Our findings synergize with a recent report from Wright and co-workers, who developed an ABP for profiling the activity of β-glucuronidases, xenobiotic metabolizing enzymes, within healthy mouse gut microbiomes.[28] In that study, the authors found that the individual bacteria contributing to global β-glucuronidase activity differed in replicate groups of mice. As well, they found that antibiotic treatment decreased global β-glucuronidase activity but that the remaining activity was again due to distinct types of bacteria in replicate experiments, suggesting interindividual variability at the level of microbiota-derived enzymatic activity. Notably, our examination of BSH activity using the ABP Ch-AOMK revealed similar interindividual variability wherein distinct bacteria contributed to changes in global BSH activity in different replicate experimental groups in DSS-treated compared to healthy mice. We envision that our chemoproteomic strategy for labeling active BSHs could be combined with orthogonally functionalized ABPs to simultaneously profile multiple activities of different enzyme families, including β-glucuronidases, within the gut microbiome.

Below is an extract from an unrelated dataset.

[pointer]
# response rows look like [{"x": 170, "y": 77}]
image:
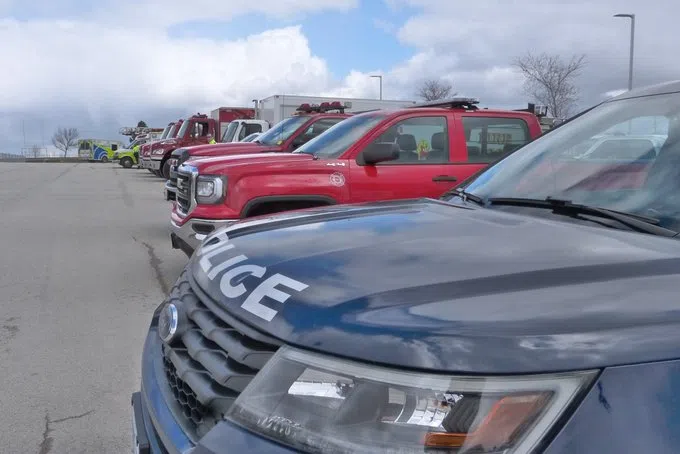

An interesting future direction will be the extension of these approaches to profile enzymatic activities within human gut microbiomes, which could identify changes in activity that accompany different physiological states. In addition, chemoproteomic strategies using ABPs could also be applied to healthy and diseased human samples to identify changes in enzymatic activities that arise from various pathological conditions. These findings could enable the discovery of enzymes or their products as potential biomarkers for these diseases. As such, our findings that BSH activity increases in a mouse model of colitis suggest the potential use of BSH activity as a biomarker for human IBDs, whose currently available biomarkers have limited clinical utility because they are not sufficiently specific to enable an accurate diagnosis.[29]

Conclusion

In summary, we have developed a targeted chemoproteomic strategy for profiling BSH activity in complex biological settings, such as the gut microbiome. We synthesized an ABP that targets the active-site cysteine residue within BSH enzymes and can be applied to detect enzymatic activity in vitro using purified BSH. We demonstrated that this approach can label active BSHs within model microorganisms and gut anaerobes. Moreover, we applied our technology to identify and characterize changes in BSH activity that occur within the gut microbiome during IBD in a mouse model of colitis. Using the ABP, we discovered that colitis-associated gut dysbiosis led to increases in global BSH activity, a finding that was confirmed by metabolomic analysis of bile acid metabolites. Interestingly, chemoproteomic and metagenomic analyses revealed that the relative contributions of individual BSH enzymes varied and did not correlate with gene abundance. Thus, our findings highlight the utility of activity-based, chemoproteomic approaches to directly identify disease-associated perturbations in enzymatic activities that may not depend on changes in gene abundance. In the future, we envision that this approach may prove useful to understand variations in BSH activity during other important physiological processes and diseases impacted by bile acid metabolism, such as metabolic syndrome.